From 12 to 15 June 2017, the Civil Society Forum and the Conference of States Parties to the CRPD (COSP) was held in New York, USA. The WFD was represented by Human Rights Officer Ms Eeva Tupi and Board Member Mr Florjan Rojba. WFD President Mr Colin Allen was also present in his capacity as International Disability Alliance (IDA) Chair.
Among those attending the COSP were representatives of national governments and civil society. The WFD took the opportunity to present a statement during the General Debate of the COSP and organise a side event. Mr Florjan Rojba was one of the panellists at the side event organised by the UNESCO. At the COSP roundtable discussion, Mr Ram Kushal Pant from the National Federation of the Deaf in Nepal (WFD Ordinary Member) shared his country’s experience pertaining to Article 11 of the CRPD.

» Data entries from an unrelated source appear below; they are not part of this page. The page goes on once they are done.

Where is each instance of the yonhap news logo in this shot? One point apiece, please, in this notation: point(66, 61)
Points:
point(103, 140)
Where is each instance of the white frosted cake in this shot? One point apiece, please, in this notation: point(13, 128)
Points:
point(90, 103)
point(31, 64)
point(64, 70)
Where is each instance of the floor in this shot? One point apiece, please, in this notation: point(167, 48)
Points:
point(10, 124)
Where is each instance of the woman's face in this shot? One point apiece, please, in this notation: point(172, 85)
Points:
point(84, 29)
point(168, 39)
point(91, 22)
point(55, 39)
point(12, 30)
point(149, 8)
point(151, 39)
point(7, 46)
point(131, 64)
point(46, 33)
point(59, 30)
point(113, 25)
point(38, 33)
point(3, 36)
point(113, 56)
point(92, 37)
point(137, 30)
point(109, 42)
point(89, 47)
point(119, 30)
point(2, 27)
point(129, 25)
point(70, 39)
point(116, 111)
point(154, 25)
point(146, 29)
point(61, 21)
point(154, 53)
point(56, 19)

Call for more capacity building and training
WFD’s statement requested national governments, UN agencies and other stakeholders to provide resources for capacity building and training for national associations of the deaf to strengthen their ability to participate in implementing the CRPD at the national level. Also crucial in promoting the participation of deaf leaders of national deaf associations is ensuring available resources to train, accredit and monitor professional sign language interpreters. Without sign language interpretation, deaf people are unable to participate on an equal basis. The statement is available here: https://wfdeaf.org/news/resources/wfd-statement-10th-session-conference-states-parties-crpd/
Sign language is essential to the human rights of deaf people
Panellists of the WFD side event “Full inclusion in education – possible by 2030?” presented best practices and concerns on the current state of deaf education around the world. Dr Krister Schönström from Sweden shared his country’s experience in bilingual education (incorporating Swedish Sign Language) over the past 30 years. Results had shown that deaf people were as successful as hearing peers when provided quality education in sign language.

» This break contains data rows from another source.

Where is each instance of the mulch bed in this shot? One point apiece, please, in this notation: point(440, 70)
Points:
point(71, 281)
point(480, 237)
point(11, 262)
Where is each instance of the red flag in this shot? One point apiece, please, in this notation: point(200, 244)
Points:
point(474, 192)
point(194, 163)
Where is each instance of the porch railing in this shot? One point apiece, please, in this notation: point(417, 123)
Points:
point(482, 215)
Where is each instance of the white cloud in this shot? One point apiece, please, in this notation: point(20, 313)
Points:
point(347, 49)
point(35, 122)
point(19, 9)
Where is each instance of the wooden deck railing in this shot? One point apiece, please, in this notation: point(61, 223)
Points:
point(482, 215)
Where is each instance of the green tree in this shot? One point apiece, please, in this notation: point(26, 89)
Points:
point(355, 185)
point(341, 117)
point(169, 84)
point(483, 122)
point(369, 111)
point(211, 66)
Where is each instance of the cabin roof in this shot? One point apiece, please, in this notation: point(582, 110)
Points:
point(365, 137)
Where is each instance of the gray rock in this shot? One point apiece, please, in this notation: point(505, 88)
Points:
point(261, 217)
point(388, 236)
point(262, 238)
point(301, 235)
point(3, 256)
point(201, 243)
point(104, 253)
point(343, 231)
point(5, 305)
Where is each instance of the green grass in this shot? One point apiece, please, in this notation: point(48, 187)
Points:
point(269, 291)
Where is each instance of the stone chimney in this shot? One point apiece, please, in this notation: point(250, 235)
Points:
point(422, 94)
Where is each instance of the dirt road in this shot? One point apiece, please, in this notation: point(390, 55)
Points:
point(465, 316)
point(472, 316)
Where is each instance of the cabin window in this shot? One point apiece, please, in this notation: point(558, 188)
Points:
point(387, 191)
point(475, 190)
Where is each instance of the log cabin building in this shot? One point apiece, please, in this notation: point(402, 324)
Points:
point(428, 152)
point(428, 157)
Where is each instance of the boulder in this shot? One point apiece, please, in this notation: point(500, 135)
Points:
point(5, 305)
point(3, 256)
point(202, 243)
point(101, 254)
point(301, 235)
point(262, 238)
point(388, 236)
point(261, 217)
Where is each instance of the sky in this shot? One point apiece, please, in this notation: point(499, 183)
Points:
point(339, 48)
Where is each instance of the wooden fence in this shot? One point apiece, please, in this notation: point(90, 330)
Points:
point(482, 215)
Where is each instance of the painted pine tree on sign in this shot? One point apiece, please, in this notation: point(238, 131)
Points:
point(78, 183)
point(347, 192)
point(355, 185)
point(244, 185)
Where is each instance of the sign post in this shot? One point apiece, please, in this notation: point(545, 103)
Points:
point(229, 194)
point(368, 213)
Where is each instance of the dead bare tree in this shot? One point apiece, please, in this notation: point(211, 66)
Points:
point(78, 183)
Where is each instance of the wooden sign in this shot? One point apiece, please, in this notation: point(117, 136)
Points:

Dr Marlon Kuntze from the USA highlighted the importance of dialogic pedagogy being available in sign language, so that deaf students are able to effectively ask questions of teachers and allow them to cultivate students’ cognitive, linguistic and academic skills.
Mr Ram Kushal Pant from Nepal presented on how education has been made available in sign language in a developing country. Dr Irmgarda Kasinskaite-Buddeberg from the UNESCO presented the World Atlas of Endangered Languages and its plans to include sign languages in future mappings. Mr Florjan Rojba provided updates on WFD’s work on promoting the status of sign languages and deaf education, and suggested an international day of sign languages to be adopted by the UN.